Ma femme, que je n’avais jamais vue, me salua froidement. Il semblait que je fus atterri dans une sale vie, et j’étais loin du compte. Ce personnage que j’étais à présent devait être un beau salaud avant que je n’en prenne possession. Mes enfants m’évitaient, nous ne mangions jamais tous ensemble, et les rares fois où on m’adressait la parole, c’était pour me demander de l’argent, ce que j’acceptais avec calme en attendant de découvrir quel horrible humain j’avais pu être par le passé.

Un soir, je demandai à ma femme de me dire les raisons de tout ceci parce que je n’y comprenais rien. Elle a ouvert de grands yeux, croyant que je me moquais d’elle. Elle s’est mise à pleurer, secouée par de violent sanglots, tout en me traitant de monstre, avant de partir dormir. Je restai seul dans la salle à manger avec un dîner froid.

Je ferme les yeux et soudain ces rêveries me semblent trop pessimistes. Je quitte le froid et l’horreur dormante de cet endroit pour me retrouver dans un petit jardin dans le sud de la France. L’air est empli de délicieuses odeurs. Je volette de fleur en fleur pour me nourrir de leur nectar puis je me pose sur un arbre, juste le temps d’apprécier la solidité de son écorce avant de repartir.
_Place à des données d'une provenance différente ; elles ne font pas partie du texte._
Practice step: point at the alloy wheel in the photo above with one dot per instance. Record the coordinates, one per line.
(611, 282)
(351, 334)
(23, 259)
Je monte haut, très haut. Je sens tout autour de moi la nature toute entière se couper en quatre pour me rendre la vie merveilleuse.
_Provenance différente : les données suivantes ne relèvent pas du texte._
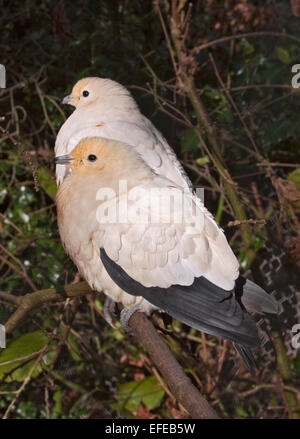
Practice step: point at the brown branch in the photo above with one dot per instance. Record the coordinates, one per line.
(180, 385)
Mais alors que ma poitrine se vide de toute pression, soudainement je me sens l’envie d’éternuer. Le froid enveloppe mon corps et mes yeux insectoïdes se mettent à pleurer. Au loin, j’entends une mélodie discordante. Chaque seconde dans cette existence devient un torrent de sensations.

C’est trop, beaucoup trop. Il faut que j’arrête absolument.

Alors je quitte le sud de la France et reviens dans la peau du chauffeur de bus. Ivre mort sur le trottoir et les yeux rouges et gonflés. Je le quitte à nouveau et me réveille dans ma chambre en tailleur, le front plein de sueur, dans la vie de ce type enrhumé qui jugeait les gens dans les transports en commun, ma vraie vie, au départ.

J’éternue si fort que j’en tombe de mon lit, propulsant un puissant geyser de mucus sur le mur.

Encore une nouvelle œuvre que les amateurs s’arracheront.